As much as Foucault and other Poststructuralists would have us believe, a working knowledge of the background of the poem and Yeats’s life is important because it enables one to speculate on further possible readings of the poem. Much of Yeats’s work deals with death, especially life after death. Per Brooks, evidently Yeats felt that after death, the soul goes through various cycles in which it relives its earthly existence, is freed from pleasure and pain, good and evil, and eventually reaches a state of beatitude. The soul remains in existence, and apparently, the relation of the artist to the souls is a highly important one for Yeats (81-2).
With this thought in mind, it is not too unrealistic to assert the possibility of the likelihood that, subconsciously, given the mythology of death surrounding the island, Yeats may indeed be desirous of an escape – a permanent one. Perhaps, given the plausibility that the misery he felt over the plight of society and his failure at relationships would drive him to this, it is not too much to suggest that the chance exists that he was actually consciously aware of the dark finality of this thought. He would, then, actively be endorsing the words of action that lead to the final “product.” If his ultimate solution were on a more subconscious level, it would be engendered through the abstract process of “becoming.” He is not aware he harbors these feelings, nor is he aware of the insinuations he places before the reader. If Yeats felt as is suggested, this would be a suitable alternative to the emotional and social quandaries mortal life produces.

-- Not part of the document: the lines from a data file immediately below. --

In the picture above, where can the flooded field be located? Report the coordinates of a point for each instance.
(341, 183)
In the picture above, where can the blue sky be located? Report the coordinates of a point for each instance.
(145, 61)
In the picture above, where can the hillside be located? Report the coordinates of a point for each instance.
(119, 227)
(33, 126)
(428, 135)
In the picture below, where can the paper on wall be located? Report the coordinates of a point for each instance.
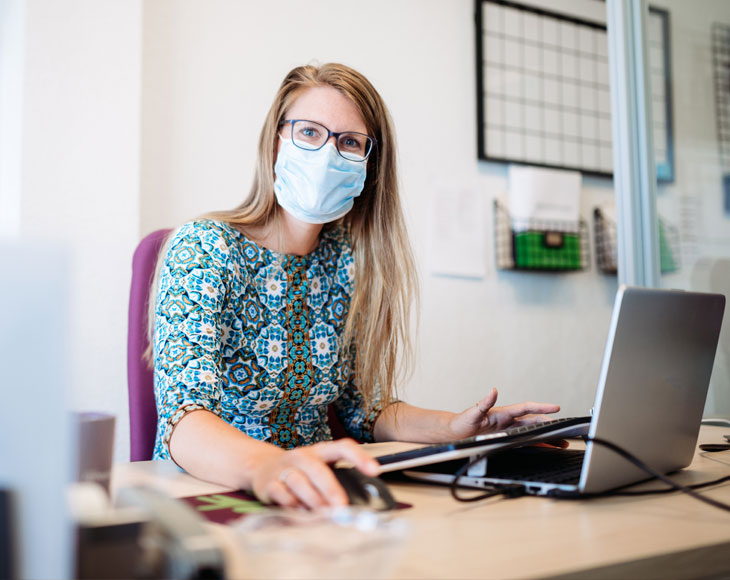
(458, 232)
(544, 195)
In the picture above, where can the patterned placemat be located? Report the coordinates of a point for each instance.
(225, 508)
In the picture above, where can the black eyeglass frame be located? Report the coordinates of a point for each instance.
(373, 140)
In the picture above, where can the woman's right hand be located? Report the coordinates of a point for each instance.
(303, 476)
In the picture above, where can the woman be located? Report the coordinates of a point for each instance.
(298, 299)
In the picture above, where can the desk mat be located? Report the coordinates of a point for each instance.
(225, 508)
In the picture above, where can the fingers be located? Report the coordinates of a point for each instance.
(303, 476)
(487, 402)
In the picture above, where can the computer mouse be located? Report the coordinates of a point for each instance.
(365, 490)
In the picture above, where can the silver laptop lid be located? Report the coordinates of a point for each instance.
(653, 383)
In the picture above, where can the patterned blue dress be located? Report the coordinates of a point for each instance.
(254, 336)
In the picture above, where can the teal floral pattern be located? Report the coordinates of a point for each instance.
(255, 337)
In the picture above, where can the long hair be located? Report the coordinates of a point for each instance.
(386, 284)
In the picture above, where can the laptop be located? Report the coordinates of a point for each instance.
(651, 394)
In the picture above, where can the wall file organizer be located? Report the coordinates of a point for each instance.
(607, 249)
(539, 244)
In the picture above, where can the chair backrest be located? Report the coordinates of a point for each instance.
(140, 378)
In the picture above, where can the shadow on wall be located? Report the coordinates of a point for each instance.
(713, 275)
(554, 289)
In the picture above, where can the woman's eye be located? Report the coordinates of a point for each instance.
(308, 132)
(351, 143)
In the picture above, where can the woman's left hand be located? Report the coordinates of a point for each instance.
(484, 417)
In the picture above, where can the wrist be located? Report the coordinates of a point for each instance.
(255, 458)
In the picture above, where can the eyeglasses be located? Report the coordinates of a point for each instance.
(312, 136)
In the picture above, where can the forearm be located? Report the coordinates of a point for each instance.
(209, 448)
(403, 422)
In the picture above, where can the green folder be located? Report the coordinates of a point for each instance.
(667, 263)
(545, 250)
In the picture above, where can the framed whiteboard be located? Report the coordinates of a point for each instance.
(543, 94)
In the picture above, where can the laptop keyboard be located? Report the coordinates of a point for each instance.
(537, 464)
(547, 425)
(514, 435)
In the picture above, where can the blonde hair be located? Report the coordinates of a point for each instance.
(386, 284)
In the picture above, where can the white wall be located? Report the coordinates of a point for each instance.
(80, 176)
(211, 70)
(12, 30)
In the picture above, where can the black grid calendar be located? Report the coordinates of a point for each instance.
(544, 94)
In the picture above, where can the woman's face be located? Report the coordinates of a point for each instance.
(327, 106)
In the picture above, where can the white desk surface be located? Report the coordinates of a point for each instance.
(662, 536)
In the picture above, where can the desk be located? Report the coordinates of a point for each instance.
(663, 536)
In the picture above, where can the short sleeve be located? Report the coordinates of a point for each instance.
(187, 337)
(357, 417)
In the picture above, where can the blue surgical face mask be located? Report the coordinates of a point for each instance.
(316, 186)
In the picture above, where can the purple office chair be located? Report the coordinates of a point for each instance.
(142, 407)
(140, 379)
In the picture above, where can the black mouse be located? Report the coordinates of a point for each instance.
(365, 490)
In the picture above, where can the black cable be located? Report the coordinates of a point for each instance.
(653, 472)
(508, 490)
(516, 490)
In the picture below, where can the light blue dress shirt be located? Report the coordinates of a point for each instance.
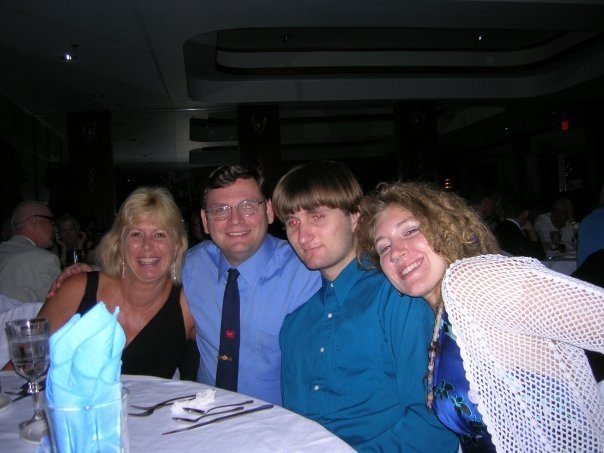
(353, 359)
(272, 283)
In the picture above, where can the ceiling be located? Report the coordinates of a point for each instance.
(155, 65)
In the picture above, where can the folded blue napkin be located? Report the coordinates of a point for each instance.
(83, 389)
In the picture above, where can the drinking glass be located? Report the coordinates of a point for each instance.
(28, 343)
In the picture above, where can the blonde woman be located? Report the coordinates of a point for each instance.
(141, 257)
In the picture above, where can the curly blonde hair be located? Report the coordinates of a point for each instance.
(145, 202)
(450, 226)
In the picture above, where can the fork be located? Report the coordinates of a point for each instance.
(195, 420)
(148, 410)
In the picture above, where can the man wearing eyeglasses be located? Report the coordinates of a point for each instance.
(272, 281)
(27, 270)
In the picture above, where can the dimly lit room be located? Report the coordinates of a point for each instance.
(130, 131)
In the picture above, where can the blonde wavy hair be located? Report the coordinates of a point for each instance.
(450, 226)
(144, 203)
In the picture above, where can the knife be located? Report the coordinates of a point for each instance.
(219, 419)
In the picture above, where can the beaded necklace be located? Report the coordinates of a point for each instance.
(433, 350)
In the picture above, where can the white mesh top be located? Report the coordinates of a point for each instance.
(522, 329)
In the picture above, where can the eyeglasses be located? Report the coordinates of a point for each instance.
(51, 219)
(244, 208)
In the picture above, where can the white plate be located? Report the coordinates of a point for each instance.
(4, 401)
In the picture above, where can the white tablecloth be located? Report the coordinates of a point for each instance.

An initial reading of the poem suggests a beautiful, yet one dimensional, desire to escape the grind of modern day life, yet there are ambiguities in the poem which hint at darker possibilities. The ambiguities which exists become evident when considering mythological allusions, intentional fallacy, and the events surrounding Yeats’s life, among other issues. While a combination of several critical methodologies may serve to enhance a more comprehensive understanding of the poem, it also exemplifies the meaning of the poem and encourages the reader to ask whether more interpretations may be just as valid. Ultimately, “The Lake Isle of Innisfree” is a poem ideally of imagination. It inspires a mode of attempted continual attainment, while simultaneously discouraging attempts to constrain its message to the mainstream. Is it Yeats’s “suicide note?” Doubtfully – believing that would oversimplify the multiple readings possible minimize the overall significance of the poem. However, the poem could serve as an insight into the unfulfilled desires of a tortured soul, hence rendering it a mask, which once engendered, propagates other masks to stretch their imagination in aspiring to final freedom.
Works Cited
Alspach, Russell K. Yeats and Innisfree. Dublin: Dolmen Press Limited, 1965. 71-82.
Brooks, Cleanth Jr. The Permanence of Yeats: Selected Criticism. Ed. James Hall and Martin Steinman. New York: Macmillan, 1950.
Byrd, Thomas L. Jr. The Early Poetry of W.B. Yeats. Port Washington, N.Y.: Kennikat P, 1978.
Parkinson, Thomas. W.B. Yeats: The Later Poetry. Berkeley and Los Angeles: U of California P, 1964.
Peterson, Richard F. William Butler Yeats. Boston; Twayne, 1982.
Rai, Rama Nand. W.B. Yeats: Poetic Theory and Practice. Salzburg: U of Salzburg, 1983.
Yeats, W.B. "The Lake Isle of Innisfree." The Collected Poems of W.B. Yeats. Ed. Richard J. Finneran. New York: Collier, 1989. 39.